None of the leaders and activists interviewed about the state of the antiwar movement expressed any surprise at the war’s outcome and relatively swift conclusion, which they called practically a foregone conclusion.

“There was no question that the United States could overwhelm Iraq,” Sider said. “I expected it, and expected it would happen quickly.”

But some admitted some frustration as the movement turns its attention to opposing the tenets of U.S. foreign policy and faces equal measures of public hostility and indifference.

“It’s like shouting in the forest and there’s no echo,” said the Rev. Peter Laarman, senior minister of Judson Memorial Church in New York City, a congregation with a long history of antiwar activism.

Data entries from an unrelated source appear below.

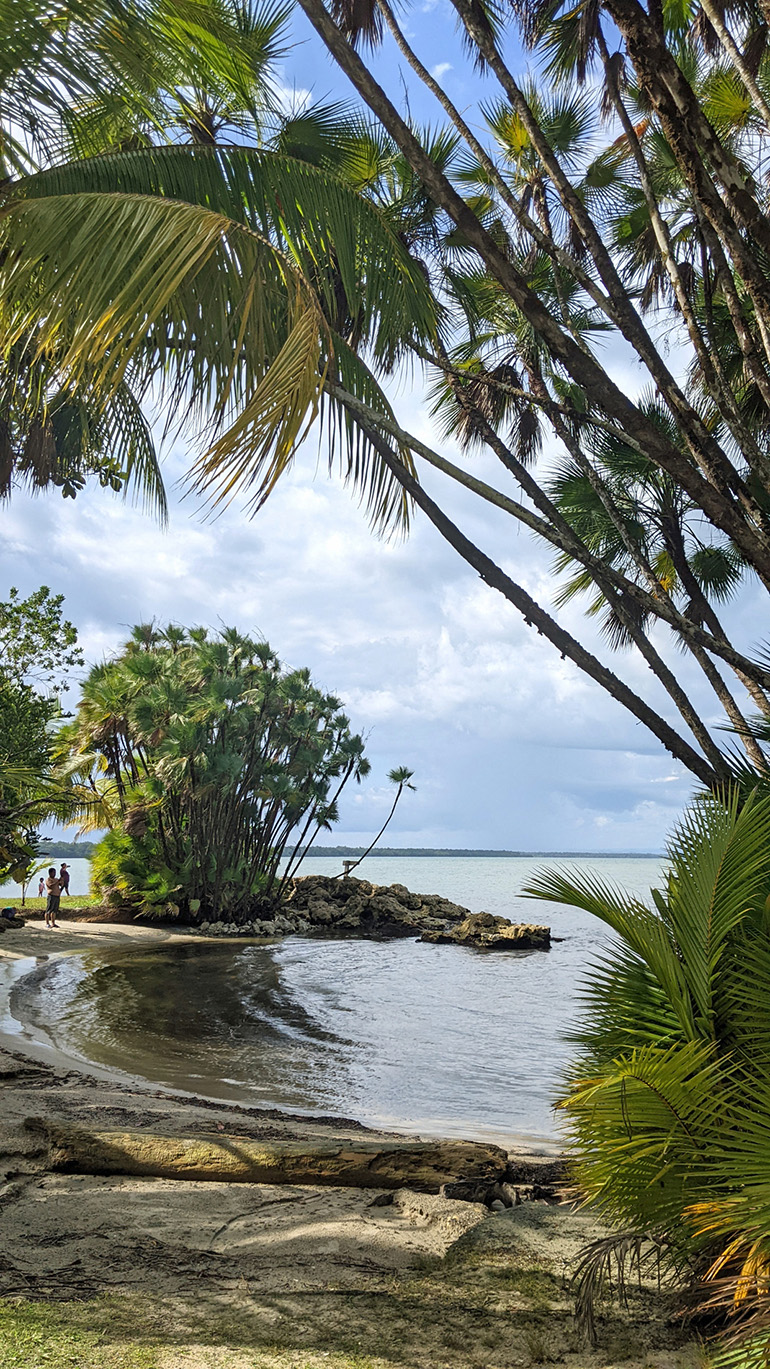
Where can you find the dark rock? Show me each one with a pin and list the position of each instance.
(489, 932)
(381, 1201)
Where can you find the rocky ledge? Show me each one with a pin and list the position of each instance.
(489, 932)
(347, 906)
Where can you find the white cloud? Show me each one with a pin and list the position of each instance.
(511, 746)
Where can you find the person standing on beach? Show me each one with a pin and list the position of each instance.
(54, 887)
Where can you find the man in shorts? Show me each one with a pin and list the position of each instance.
(54, 889)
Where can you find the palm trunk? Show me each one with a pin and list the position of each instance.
(714, 499)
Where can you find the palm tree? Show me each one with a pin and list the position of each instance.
(214, 275)
(667, 1101)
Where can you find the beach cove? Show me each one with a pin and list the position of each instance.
(197, 1273)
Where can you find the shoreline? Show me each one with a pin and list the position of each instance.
(200, 1272)
(33, 948)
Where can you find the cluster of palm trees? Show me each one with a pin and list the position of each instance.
(173, 241)
(213, 768)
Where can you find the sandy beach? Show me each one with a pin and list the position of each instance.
(289, 1276)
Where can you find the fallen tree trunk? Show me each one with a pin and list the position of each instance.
(355, 1164)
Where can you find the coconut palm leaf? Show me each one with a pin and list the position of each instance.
(232, 293)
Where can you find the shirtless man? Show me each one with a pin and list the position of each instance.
(54, 887)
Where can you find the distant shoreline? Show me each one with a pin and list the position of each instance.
(84, 850)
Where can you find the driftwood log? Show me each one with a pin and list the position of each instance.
(356, 1164)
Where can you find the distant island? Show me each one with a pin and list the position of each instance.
(71, 850)
(67, 850)
(459, 850)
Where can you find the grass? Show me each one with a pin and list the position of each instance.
(462, 1314)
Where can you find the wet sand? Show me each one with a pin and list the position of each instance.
(213, 1272)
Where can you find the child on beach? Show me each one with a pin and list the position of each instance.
(54, 887)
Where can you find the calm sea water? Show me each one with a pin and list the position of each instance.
(435, 1039)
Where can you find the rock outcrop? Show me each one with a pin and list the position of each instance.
(325, 906)
(345, 906)
(488, 932)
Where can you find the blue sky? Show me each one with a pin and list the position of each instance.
(510, 745)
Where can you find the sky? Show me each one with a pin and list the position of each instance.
(511, 746)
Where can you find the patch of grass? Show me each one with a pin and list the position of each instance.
(39, 1335)
(535, 1284)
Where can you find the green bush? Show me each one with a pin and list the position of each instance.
(667, 1104)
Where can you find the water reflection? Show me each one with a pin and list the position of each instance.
(426, 1038)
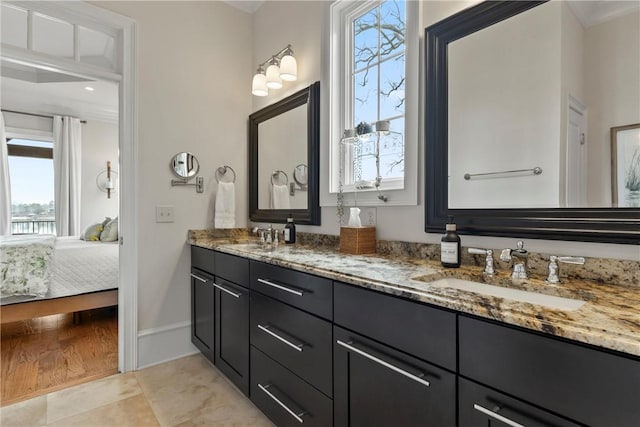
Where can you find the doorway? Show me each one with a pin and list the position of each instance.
(82, 18)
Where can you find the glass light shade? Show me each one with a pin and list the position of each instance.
(259, 85)
(288, 68)
(273, 77)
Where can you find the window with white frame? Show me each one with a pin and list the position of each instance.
(374, 78)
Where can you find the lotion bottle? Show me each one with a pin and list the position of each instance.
(450, 246)
(290, 231)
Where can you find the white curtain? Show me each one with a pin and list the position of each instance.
(67, 143)
(5, 184)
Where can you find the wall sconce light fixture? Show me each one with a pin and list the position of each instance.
(281, 66)
(106, 180)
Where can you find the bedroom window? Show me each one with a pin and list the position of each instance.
(374, 63)
(32, 188)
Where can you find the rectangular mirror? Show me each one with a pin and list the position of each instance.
(521, 100)
(283, 159)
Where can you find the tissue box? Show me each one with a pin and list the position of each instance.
(358, 240)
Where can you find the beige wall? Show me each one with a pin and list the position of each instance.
(393, 223)
(193, 93)
(195, 62)
(99, 144)
(612, 56)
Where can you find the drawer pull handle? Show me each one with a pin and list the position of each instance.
(496, 416)
(281, 287)
(279, 402)
(195, 276)
(297, 347)
(416, 377)
(223, 289)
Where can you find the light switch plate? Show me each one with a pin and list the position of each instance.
(165, 214)
(368, 216)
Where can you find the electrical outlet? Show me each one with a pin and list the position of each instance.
(368, 216)
(165, 214)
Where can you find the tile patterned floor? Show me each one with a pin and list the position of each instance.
(185, 392)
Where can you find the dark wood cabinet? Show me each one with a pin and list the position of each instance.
(296, 339)
(581, 383)
(313, 351)
(232, 332)
(202, 313)
(232, 319)
(304, 291)
(481, 406)
(376, 385)
(285, 398)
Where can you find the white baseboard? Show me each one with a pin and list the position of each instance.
(159, 345)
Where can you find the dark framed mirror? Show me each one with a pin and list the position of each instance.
(521, 182)
(283, 136)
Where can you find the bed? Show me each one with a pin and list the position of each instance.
(81, 276)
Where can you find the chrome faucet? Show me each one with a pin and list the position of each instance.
(489, 265)
(519, 258)
(553, 266)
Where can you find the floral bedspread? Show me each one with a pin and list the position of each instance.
(25, 264)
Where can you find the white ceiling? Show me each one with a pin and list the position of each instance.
(596, 12)
(48, 93)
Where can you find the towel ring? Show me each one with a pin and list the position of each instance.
(222, 171)
(278, 173)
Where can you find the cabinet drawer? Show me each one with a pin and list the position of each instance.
(583, 384)
(284, 398)
(379, 386)
(425, 332)
(297, 340)
(305, 291)
(480, 406)
(232, 268)
(203, 259)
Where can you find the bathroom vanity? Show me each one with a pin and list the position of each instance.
(323, 339)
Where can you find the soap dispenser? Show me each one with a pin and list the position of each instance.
(450, 251)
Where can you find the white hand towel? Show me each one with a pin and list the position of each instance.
(225, 215)
(280, 197)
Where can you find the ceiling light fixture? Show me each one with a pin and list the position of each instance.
(281, 66)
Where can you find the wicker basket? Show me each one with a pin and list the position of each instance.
(358, 240)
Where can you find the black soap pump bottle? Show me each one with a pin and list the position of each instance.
(450, 247)
(290, 231)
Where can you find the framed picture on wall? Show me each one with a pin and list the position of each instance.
(625, 166)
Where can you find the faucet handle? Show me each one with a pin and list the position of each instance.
(489, 265)
(553, 266)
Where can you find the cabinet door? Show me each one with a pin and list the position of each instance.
(378, 386)
(481, 406)
(232, 332)
(202, 313)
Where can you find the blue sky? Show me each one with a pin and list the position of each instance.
(31, 180)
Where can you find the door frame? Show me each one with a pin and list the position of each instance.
(125, 28)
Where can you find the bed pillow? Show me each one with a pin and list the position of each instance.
(110, 232)
(92, 232)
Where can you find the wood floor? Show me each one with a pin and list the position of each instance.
(50, 353)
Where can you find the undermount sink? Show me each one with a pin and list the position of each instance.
(550, 301)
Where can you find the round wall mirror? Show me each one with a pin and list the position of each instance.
(185, 165)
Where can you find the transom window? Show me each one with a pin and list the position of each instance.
(374, 78)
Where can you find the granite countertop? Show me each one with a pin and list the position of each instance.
(609, 319)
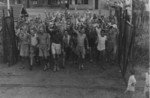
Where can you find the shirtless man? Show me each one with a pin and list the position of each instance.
(81, 52)
(44, 46)
(23, 44)
(66, 46)
(101, 42)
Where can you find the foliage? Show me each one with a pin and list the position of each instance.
(138, 5)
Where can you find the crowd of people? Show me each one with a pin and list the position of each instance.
(64, 36)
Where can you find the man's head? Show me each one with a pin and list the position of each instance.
(132, 72)
(102, 33)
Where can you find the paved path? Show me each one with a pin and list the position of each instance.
(93, 82)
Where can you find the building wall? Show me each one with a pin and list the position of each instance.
(90, 5)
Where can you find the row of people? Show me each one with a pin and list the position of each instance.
(62, 33)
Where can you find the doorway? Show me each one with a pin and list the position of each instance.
(96, 4)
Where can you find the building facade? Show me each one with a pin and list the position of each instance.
(87, 4)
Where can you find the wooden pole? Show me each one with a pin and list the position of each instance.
(8, 7)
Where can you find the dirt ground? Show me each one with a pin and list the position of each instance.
(93, 82)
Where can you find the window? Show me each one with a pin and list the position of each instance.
(78, 2)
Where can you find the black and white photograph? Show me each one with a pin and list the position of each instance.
(74, 49)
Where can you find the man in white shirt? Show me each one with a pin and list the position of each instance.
(101, 42)
(128, 7)
(131, 85)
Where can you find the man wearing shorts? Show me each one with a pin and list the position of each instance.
(101, 43)
(80, 49)
(33, 47)
(56, 47)
(44, 46)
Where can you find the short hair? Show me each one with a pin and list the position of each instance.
(132, 72)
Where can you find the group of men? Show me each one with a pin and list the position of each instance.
(65, 35)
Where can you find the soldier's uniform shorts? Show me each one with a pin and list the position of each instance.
(56, 48)
(43, 50)
(24, 50)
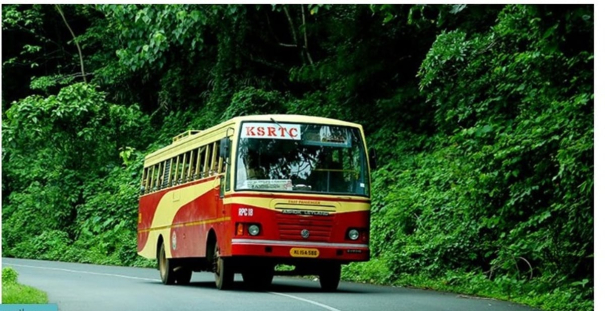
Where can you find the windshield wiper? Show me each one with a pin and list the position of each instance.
(282, 128)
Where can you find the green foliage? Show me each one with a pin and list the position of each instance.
(9, 276)
(250, 101)
(15, 293)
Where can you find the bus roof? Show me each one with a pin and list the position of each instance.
(190, 135)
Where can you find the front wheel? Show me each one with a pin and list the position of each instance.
(183, 276)
(223, 270)
(258, 278)
(329, 278)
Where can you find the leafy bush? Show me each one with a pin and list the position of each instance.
(9, 276)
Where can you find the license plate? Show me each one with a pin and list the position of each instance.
(304, 252)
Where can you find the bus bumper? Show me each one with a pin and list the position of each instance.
(287, 251)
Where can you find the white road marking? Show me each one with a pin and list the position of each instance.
(154, 280)
(80, 271)
(307, 300)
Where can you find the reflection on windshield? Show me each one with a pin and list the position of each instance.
(301, 158)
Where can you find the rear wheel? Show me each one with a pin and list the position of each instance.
(167, 273)
(223, 270)
(259, 277)
(329, 278)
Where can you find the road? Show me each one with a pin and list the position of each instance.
(83, 287)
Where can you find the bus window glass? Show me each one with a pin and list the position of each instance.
(301, 158)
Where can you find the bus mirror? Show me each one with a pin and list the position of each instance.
(224, 147)
(373, 158)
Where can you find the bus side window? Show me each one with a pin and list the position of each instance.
(208, 160)
(214, 163)
(199, 167)
(144, 181)
(166, 173)
(161, 176)
(192, 162)
(178, 169)
(184, 167)
(154, 178)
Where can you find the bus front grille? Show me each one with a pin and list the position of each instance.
(291, 227)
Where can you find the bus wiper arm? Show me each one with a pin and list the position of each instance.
(282, 128)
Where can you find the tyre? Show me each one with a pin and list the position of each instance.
(329, 278)
(167, 273)
(223, 270)
(183, 276)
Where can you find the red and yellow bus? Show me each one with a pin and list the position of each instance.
(255, 192)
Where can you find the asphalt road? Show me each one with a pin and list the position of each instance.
(82, 287)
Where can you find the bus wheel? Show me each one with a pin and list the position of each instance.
(167, 272)
(330, 277)
(259, 277)
(183, 276)
(223, 271)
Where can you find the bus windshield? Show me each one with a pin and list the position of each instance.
(312, 158)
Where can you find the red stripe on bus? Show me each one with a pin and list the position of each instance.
(294, 197)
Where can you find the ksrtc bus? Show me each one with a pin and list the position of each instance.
(256, 192)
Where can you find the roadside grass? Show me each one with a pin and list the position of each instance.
(537, 293)
(15, 293)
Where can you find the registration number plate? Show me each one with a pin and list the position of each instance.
(304, 252)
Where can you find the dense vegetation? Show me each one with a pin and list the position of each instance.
(482, 117)
(15, 293)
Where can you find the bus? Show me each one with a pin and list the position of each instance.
(255, 193)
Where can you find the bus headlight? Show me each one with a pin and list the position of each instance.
(353, 234)
(253, 230)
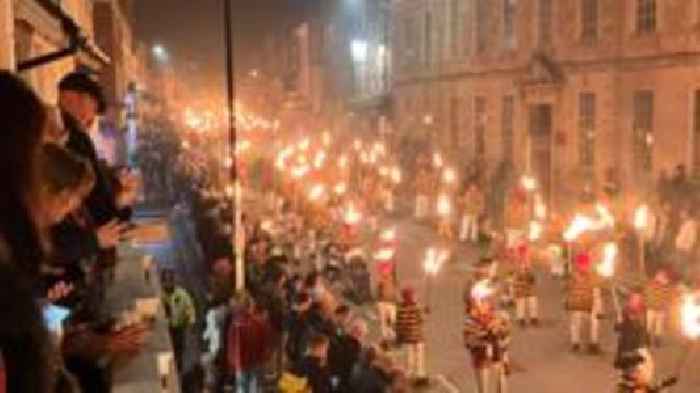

Equally frustrating is a kind of “I-told-you-so” triumphalism from conservatives, said Ken Estey, who teaches Christian ethics at New York Theological Seminary and is executive director of the New York branch of Peace Action, a national anti-war organization.

Advertisement

Estey admits that dire predictions about the war made by activists were not borne out -- including high levels of casualties, large numbers of refugees fleeing Iraq and the unleashing of weapons of mass destruction. But, he said, that is no reason for supporters of the war to gloat.

“The conditions under which those predictions were made still exist, and it’s up to us to ensure” that such things don’t happen, he said.

Estey and other activists are now focusing their attention on promoting a new foreign policy that, he said, has three principal aims: upholding human rights and democracy, reducing the threat from weapons of mass destruction, and promoting U.S. cooperation with international organizations.

Estey acknowledged that organizing mass movements around changing the overall direction of U.S. foreign policy is not likely to be as easy as planning protests against an imminent war. But, he said, public talk of “U.S. empire” -- something of a rarity until recently -- can resonate with a citizenry that may connect a bad economy at home with claims of overextension of U.S. power abroad.

Some say the theme of empire may be a clarion call for U.S. faith communities in coming years.

“It’s Pax Americana, and such a policy of dominance ultimately costs too much and violates our core values,” said Jim Wallis of the Washington, D.C.-based Sojourners Community. Wallis, like Sider, called it “immoral” that the Iraq war and future wars will be paid for by the nation’s poor and working class.

Advertisement

Wallis said, however, that it won’t be enough for U.S. religious groups to merely oppose or protest what is increasingly being called the “Bush Doctrine” in foreign policy. Opponents of that policy need to develop concrete, specific alternatives, he said.